Menikmati Musik Klasik di Tulungagung

23.26 Unknown 1 Comments

artis memainkan ansamble gitar pada acara End Year Partdikan musik konser.  
Klasik tidak harus membosankan. Gitar tidak hanya untuk lagu pop dan dangdut. Muda belum tentu boyband girlband ala-ala K-pop. Dan Musik klasik bukan hanya milik kota besar. Yupz, Sabtu malam, 16 Desember 2017, aku dan suami menghabiskan akhir pekan dengan menikmati musik klasik di Pardikan Art Space, Tulungagung.

Kota ini memang kecil, tapi tidak menyangka memiliki banyak kejutan-kejutan, seperti acara musik malam ini. Konser ini diselenggarakan oleh Tantra Musik Course bekerja sama dengan mahasiswa Institut Seni Indonesia (ISI). 

Terdapat dua sesi musik klasik yang disajikan. Sesi pertama menampilkan murid-murid les yang membawakan beberapa musik klasik seperti Mazurka (Carl Henze/ 1872-1946), Sonatine op. 71 No. 1 (Mauro Giullani/1781-1829),  Playing Love (Ennio Morricone/1928) dan masih banyak lagi. 

revelyn Azzahra memainkan piano menyanyikan lagy Franch's Child 

Kalau saya sebut murid, jangan bayangkan para lelaki dewasa yang mengenakan jas taksido. Mereka yang belajar di sini masing sangat imut, umur belia, dari 4 sampai 10 tahun. Beberapa memilik memainkan gitar dan piano, tetapi ada juga yang memainkan violin. Duh, bikin hatiku rontok!

Para murid ini sangat berbakat, mereka mampu membawakan musik klasik dengan tenang, meyakinkan, tidak gerogi, dan anggun! Ada anak laki-laki berumur kurang lebih enam tahun bernama Flamboyant Jingga. Dia membawakan lagu Fur Elise karya Bethoven dengan piano. Lagu ini sangat familiar kita dengar di kotak musik. Revelyn Azzahra Putri Runa, gadis cilik berumur 4 tahunan ini membawakan Franch Child’s Song. Malam itu, dia mengenakan baju pink seperti princess dengan hiasan jepit bunga warna senada. 
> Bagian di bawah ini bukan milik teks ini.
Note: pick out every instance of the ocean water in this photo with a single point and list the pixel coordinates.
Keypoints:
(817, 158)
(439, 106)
Sesi pertama ditutup dengan Ansambel Gitar oleh 11 artis membawakan Noche En Los Andes dan El Gato Felie (ditulis oleh Eythor Thorlaksson) serta La Partida (anonim). Musik penutup sangat rancak, lembut sekaligus tangkas, dan tentu saja mengagumkan.
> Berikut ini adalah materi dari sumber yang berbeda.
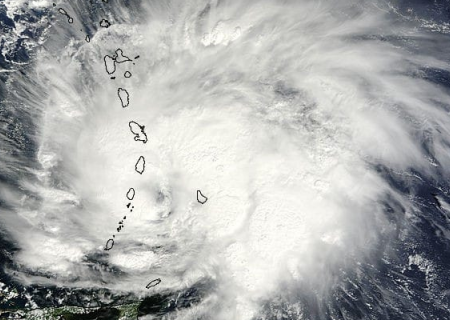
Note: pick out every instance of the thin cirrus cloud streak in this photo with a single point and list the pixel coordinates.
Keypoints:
(279, 112)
instagram Partdikan Art Space jika agan-agan mmau berkunjung

Sesi kedua adalah sesi dimana para bintang menunjukkan sinarnya. Dibuka langsung oleh master gitar klasik dari ISI, Rahmat Raharjo yang memainkan Torre Termeja karya Albeniz. Baru pertama kali aku bertemu sudah membuatku mengaguminya. Hahahaha... dengan tenang, suara rendah, menempati kursi, manata tatakan kaki, menyangga gitar, mengenakan batik mengucapkan salam. 

Cara dia memetik gitar.. alamak... bisa lembut tapi cepat, tidak tergesa-tega, dari nada pelan ke nada yang tinggi, aku bahkan yang tidak tahu tentang musik, apalagi musik klasik, langsung lari mendekati panggung, saking penasarannya karena suara yang muncul terdengar mantab dan nyaman.
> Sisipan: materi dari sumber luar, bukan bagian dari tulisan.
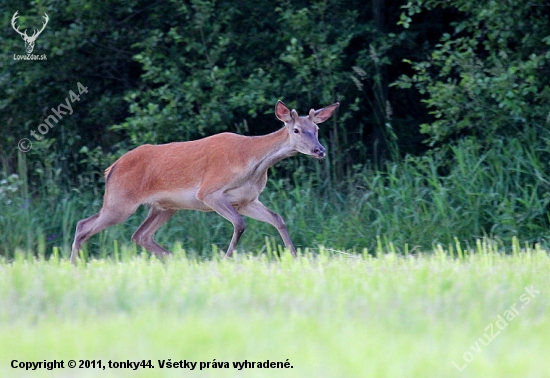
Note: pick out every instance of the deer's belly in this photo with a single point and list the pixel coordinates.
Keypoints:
(177, 200)
(243, 195)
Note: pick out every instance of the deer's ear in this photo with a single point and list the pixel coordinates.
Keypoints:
(321, 115)
(282, 112)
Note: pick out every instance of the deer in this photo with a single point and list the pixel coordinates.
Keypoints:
(29, 41)
(224, 173)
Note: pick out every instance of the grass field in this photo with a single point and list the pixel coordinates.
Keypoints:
(446, 313)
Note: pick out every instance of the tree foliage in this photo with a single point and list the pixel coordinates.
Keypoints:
(490, 76)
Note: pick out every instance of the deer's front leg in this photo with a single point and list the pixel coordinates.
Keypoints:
(257, 210)
(219, 203)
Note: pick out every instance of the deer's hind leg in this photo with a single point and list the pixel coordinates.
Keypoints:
(107, 216)
(144, 235)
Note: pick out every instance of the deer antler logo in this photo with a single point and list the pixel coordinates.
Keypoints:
(29, 41)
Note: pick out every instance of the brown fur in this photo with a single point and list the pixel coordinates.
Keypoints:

Musik kedua dan seterusnya dibawakan oleh tiga mahasiswa ISI satu persatu, yakni Firly Febripartiwi membawakan Prelude no. 1 ditulis oleh Villa Lobos, Tabita Trisanta melanjutkan dengan Prelude No. 4 dan kemudian Nabila Rifda Alfiani dengan Zapateada yang ditulis oleh R. Sanz de la Maza. Dua lagu pertama tenang dan damai sedangkan lagu yang ketiga dibawakan dengan petikan senar yang cepat. 

Penampilan terakhir Nabita Duo Gitar, yakni Nabila dan Tabita membawakan lima lagu, salah satunya variasi aransemen ulang Gambang Suling oleh Iwan Tanzil, salah satu pelatih Tantra. Meskipun pemain menggunakan gitar, tapi aku menikmatinya seperti suara gending jawa. Hahaha... kog bisa ya,, gitar yang aku pikir hanya gejrang gejreng saja, bisa berbunyi sedemikian anggun. Aku berjanji sampai rumah mengumpulkan beberapa musik klasik di Youtube. Hahahaha...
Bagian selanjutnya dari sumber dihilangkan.